In the letter, which he posted to his personal website, he wrote: “We are all Muslim. Just as we are all Mexican, we are all Catholic and Jewish and white and black and every shade in between.

“We are all children of God (or nature or whatever you believe in), part of the human family, and nothing you say or do can change that fact one iota.”

He continued: “If you don’t like living by these American rules, then you need to go to the time-out room in any one of your Towers, sit there, and think about what you’ve said….We are all Muslim, deal with it.”

During his campaign trail, Trump called for a ‘total and complete’ block on all Muslims entering the US and an end to Muslim immigration into the country.

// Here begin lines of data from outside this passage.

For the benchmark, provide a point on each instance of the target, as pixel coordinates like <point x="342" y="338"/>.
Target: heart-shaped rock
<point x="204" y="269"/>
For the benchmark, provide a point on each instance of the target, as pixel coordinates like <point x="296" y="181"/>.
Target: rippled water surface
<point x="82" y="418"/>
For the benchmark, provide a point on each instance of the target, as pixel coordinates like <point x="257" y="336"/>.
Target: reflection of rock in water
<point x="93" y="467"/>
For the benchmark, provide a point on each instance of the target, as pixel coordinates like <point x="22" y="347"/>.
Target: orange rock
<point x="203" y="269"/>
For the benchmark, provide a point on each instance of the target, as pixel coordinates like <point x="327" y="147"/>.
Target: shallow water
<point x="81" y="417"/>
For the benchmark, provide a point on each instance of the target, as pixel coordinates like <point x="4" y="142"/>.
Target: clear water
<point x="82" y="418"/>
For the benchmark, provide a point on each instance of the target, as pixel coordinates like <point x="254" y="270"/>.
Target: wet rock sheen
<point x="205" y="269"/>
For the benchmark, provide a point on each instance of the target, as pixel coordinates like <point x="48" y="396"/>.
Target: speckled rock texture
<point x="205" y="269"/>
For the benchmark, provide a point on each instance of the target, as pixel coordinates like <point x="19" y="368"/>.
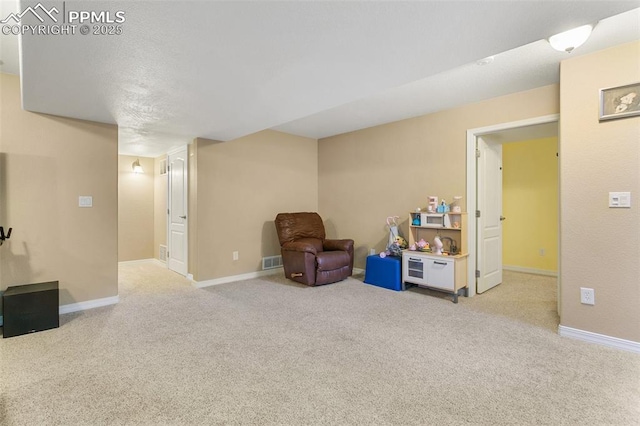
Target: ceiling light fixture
<point x="569" y="40"/>
<point x="137" y="168"/>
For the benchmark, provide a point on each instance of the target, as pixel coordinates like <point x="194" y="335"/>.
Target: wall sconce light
<point x="137" y="168"/>
<point x="569" y="40"/>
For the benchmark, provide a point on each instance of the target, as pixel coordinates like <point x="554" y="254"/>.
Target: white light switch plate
<point x="620" y="199"/>
<point x="85" y="201"/>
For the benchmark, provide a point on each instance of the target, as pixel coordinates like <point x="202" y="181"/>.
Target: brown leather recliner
<point x="308" y="257"/>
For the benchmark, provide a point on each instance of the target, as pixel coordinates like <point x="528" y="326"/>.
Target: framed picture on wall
<point x="620" y="102"/>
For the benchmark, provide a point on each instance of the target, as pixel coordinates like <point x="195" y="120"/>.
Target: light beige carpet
<point x="267" y="351"/>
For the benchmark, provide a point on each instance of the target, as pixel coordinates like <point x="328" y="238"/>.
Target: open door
<point x="177" y="212"/>
<point x="489" y="208"/>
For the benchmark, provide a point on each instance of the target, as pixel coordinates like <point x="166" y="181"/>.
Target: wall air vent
<point x="271" y="262"/>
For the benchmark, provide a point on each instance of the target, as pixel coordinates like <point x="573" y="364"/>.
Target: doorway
<point x="177" y="223"/>
<point x="478" y="242"/>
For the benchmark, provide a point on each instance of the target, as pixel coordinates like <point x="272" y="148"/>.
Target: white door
<point x="489" y="224"/>
<point x="177" y="211"/>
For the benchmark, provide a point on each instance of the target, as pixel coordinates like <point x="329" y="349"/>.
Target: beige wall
<point x="159" y="207"/>
<point x="135" y="209"/>
<point x="367" y="175"/>
<point x="46" y="162"/>
<point x="241" y="186"/>
<point x="600" y="247"/>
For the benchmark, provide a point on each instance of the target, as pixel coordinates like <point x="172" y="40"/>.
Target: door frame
<point x="472" y="135"/>
<point x="168" y="206"/>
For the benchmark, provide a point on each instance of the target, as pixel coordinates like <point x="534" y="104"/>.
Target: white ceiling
<point x="221" y="70"/>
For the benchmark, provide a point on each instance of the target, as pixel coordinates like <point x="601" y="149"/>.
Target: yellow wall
<point x="241" y="186"/>
<point x="600" y="246"/>
<point x="367" y="175"/>
<point x="530" y="204"/>
<point x="46" y="162"/>
<point x="135" y="209"/>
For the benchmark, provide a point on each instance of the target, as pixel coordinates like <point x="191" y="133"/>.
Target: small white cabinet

Trump – the current frontrunner among Republican candidates seeking the party nomination for the presidency of the United States – is a man who is not afraid to voice his views.

Speaking previously, he said: “Our country cannot be the victims of horrendous attacks by people that believe only in Jihad, and have no sense of reason or respect for human life.”

In the letter, Moore reminded Trump that the US today is no longer a country of ‘angry white guys’; that supporters have become more diverse and that ‘fortunately’ the US no longer looks like Trump or his supporters.

Addressing Trump, Moore continued: “Here’s a statistic that is going to make your hair spin: 81 percent of the electorate who will pick the president next year are either female, people of colour, or young people between the ages of 18 and 35… In other words, not you [or] the people who want you leading their country.”

Moore went on to say that he was raised to believe in equality of people as brothers and sisters, regardless of race, colour and religion.

Moore is known for his documentary films that criticise the war in Iraq, US gun laws, globalisation and the US healthcare system.

He is a multi-award winner, and has received an Academy Award for ‘Bowling for Columbine’ – the 2002 film that explored what happened during the Columbine high school massacre in Colorado.